Com uma extensa malha rodoviária, o Brasil depende do transporte de carga por motoristas para abastecer seus mercados, impulsionar o comércio interno e externo, e garantir o funcionamento de diversos setores da economia, como agricultura, indústria e comércio.

Com efeito, então, qualquer decisão judicial que não analise com cuidado os efeitos econômicos de uma alteração no setor, tende a criar situações de risco tanto para as empresas envolvidas com transporte, como para os próprios motoristas que não analisaram criticamente as consequências.

Dois exemplos são válidos para exemplificar o que se busca provar.

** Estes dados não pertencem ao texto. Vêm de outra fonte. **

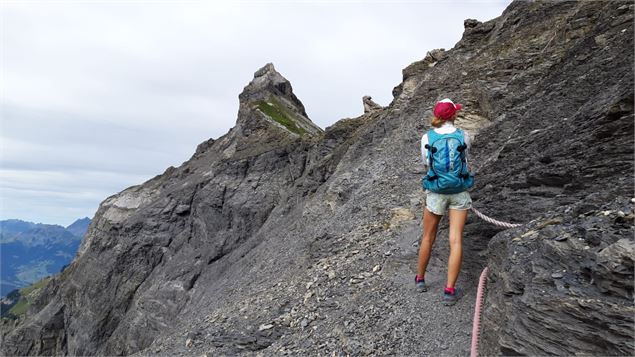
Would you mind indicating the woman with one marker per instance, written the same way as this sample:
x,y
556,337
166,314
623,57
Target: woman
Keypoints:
x,y
446,191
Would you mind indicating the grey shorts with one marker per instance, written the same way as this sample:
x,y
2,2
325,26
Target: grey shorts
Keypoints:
x,y
438,203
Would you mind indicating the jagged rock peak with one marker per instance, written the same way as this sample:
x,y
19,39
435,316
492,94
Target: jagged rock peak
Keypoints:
x,y
269,98
267,82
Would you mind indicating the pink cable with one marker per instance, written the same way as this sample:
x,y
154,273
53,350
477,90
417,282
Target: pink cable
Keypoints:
x,y
476,325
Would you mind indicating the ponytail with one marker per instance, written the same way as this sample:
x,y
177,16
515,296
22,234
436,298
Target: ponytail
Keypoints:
x,y
436,122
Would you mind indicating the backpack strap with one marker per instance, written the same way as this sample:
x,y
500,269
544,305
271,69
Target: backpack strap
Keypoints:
x,y
432,137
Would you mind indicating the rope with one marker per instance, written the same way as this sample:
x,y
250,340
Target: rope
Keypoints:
x,y
476,325
493,221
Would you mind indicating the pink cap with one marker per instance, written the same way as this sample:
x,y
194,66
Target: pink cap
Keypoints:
x,y
445,109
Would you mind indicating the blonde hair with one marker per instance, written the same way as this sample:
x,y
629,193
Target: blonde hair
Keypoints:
x,y
436,122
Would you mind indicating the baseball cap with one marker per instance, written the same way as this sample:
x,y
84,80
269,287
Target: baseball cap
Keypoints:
x,y
445,109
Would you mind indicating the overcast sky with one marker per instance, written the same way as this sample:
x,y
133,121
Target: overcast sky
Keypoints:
x,y
98,96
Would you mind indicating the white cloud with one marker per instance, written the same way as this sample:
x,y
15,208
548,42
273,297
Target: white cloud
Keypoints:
x,y
125,89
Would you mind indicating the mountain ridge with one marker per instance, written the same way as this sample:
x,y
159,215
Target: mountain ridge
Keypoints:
x,y
316,231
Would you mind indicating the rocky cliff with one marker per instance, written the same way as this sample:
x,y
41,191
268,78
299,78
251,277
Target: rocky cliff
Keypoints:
x,y
281,238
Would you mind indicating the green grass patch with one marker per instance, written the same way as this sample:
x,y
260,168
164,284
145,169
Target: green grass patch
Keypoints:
x,y
276,111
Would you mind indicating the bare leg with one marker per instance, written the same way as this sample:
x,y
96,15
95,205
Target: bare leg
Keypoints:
x,y
457,222
430,225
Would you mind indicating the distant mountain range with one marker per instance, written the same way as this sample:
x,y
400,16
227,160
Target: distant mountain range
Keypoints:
x,y
30,251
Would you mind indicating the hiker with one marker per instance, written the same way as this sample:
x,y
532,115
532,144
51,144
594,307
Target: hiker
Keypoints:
x,y
444,152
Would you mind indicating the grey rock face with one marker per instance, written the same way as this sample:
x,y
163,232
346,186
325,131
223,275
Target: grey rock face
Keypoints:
x,y
301,241
369,104
543,288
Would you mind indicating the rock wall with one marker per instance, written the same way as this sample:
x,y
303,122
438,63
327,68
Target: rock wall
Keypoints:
x,y
281,238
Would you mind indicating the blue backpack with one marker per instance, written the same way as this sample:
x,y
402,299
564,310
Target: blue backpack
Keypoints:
x,y
447,171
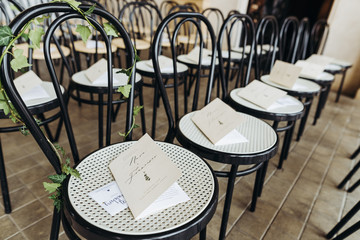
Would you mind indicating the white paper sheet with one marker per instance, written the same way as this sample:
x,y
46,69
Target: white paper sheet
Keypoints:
x,y
36,92
92,44
165,64
232,137
193,55
283,102
111,199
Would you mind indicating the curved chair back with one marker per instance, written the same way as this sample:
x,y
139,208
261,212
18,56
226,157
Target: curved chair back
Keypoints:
x,y
288,38
267,34
244,38
302,41
318,37
7,77
182,18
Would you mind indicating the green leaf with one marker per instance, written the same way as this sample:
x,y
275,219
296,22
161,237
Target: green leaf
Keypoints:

Primeiro, nas viagens de longas distâncias, até então era comum o empregador contratar dois motoristas para que se revezassem na condução do veículo. Assim, enquanto um motorista dirigia, o outro ficava em descanso. 

O STF, porém, declarou inconstitucional contabilizar o tempo de descanso de um dos profissionais com o caminhão em movimento, obrigando o repouso mínimo de seis horas em alojamento ou na cabine-leito com o veículo estacionado, a cada 72 horas.

Ocorre que, dessa forma, a viagem em dupla no mesmo veículo deixa de ser atrativa. Isso por que, se o caminhão trafegar por 10 horas, mesmo que cada motorista dirija por apenas 5 horas, serão computadas 10 horas de trabalho para cada profissional. A consequência óbvia é que as empresas tenderão a dispensar um desses motoristas.

Segundo, o tempo de espera do motorista para carregar e descarregar o veículo ou em filas para fiscalização de mercadorias era indenizável. Isso é, esse período não era computado na jornada de trabalho, mas o motorista recebia o percentual de 30% do valor da hora normal. 

Com a decisão, o tempo de espera passa a entrar na contagem da jornada de trabalho e das horas extras, o que acarretará o aumento de custos operacionais para as empresas de transporte.

O que chama atenção, mais uma vez, é a insegurança jurídica tão questionada por quaisquer empresários e investidor que mire seu capital financeiro no Brasil. 

No caso em análise, com a simples ausência de modulação dos efeitos pelo STF, a declaração de inconstitucionalidade gerou um “efeito surpresa”, e maculou a confiança dos cidadãos e contribuintes.

Por conseguinte, os efeitos do ativismo judicial sobre a economia são desastrosos. Decisões que desencadeiam mudanças em todo um setor produtivo do país sem a devida análise dos impactos econômicos tem como consequência demissões e aumento de custos de produção. 

E não se trata apenas de ônus financeiro, todavia, também, de se espalhar indeterminação jurídica generalizada e maximizar riscos para quem, as duras penas, tenta ser empresário no Brasil.